Freedom of expression


I have recently spent many hours contemplating the amount of time I have endured over the course of my life encapsulated within the concrete vault of hospital walls, entombed in the casing of dry-walled office partitions and shrouded by the protection of the walls of my home.  And although I would never described the feeling as being trapped, there is always a moment or two of feeling somewhat ensnared by the constraints of my life.  The only thing that gave me true escape from those walls was writing.

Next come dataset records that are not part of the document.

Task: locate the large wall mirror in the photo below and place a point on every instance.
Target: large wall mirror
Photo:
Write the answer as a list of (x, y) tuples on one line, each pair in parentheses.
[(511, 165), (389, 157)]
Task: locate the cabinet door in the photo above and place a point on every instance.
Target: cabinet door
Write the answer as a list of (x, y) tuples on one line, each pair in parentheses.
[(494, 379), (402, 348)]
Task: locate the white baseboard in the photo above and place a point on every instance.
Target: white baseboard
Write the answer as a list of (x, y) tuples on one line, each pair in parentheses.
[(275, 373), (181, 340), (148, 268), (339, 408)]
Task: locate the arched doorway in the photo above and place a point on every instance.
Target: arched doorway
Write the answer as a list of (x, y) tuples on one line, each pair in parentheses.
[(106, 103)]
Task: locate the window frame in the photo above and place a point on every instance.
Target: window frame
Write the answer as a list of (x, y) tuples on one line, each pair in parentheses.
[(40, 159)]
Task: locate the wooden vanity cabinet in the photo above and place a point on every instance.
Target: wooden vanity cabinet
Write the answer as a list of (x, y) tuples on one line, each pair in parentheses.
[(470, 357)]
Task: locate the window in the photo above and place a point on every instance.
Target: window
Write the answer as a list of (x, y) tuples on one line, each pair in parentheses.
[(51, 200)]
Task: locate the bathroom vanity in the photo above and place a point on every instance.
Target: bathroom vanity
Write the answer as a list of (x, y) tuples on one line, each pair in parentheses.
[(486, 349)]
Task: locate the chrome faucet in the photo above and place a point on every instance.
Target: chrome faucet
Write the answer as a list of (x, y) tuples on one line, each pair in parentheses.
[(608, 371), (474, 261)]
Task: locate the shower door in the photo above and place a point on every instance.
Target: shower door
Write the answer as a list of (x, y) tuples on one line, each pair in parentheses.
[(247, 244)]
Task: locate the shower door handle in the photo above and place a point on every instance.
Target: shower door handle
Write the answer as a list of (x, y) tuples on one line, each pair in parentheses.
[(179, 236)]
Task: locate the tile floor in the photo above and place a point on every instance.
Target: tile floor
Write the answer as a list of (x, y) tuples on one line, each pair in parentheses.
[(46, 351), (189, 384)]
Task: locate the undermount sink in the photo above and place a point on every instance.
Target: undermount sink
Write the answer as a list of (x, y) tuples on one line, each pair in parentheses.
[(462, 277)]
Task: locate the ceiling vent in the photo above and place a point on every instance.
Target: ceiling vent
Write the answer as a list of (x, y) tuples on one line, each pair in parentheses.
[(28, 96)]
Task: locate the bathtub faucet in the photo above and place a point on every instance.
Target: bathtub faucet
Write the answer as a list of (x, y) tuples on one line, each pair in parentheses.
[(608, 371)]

There are no confines and no limitations when it comes to imagination.  There are no barriers that trap thoughts in one place.  Writing gives the freedom to be outside of my reality and float above my world, if only for a while.

Writing allows me to purvey thoughts and feelings that beg to be unleashed and creates a world of whimsical words.  Some of those words are uplifting and some are deeply scarred with truth.  Regardless of how the words spill onto the page, the combination of those letters help to break down the barricades of real life and create a portal into inspiration and thought.  The hard outer shell of my existence crumbles and that gravel paves the road for my creative journey.

breaking wall

No one avenue will ever be the same.  Each artery of language will have its own unique characteristics and each of us is drawn through a different vein of creativity.   Writing, for me, is freedom and once the words come, all of the walls in my reality seem to fade away.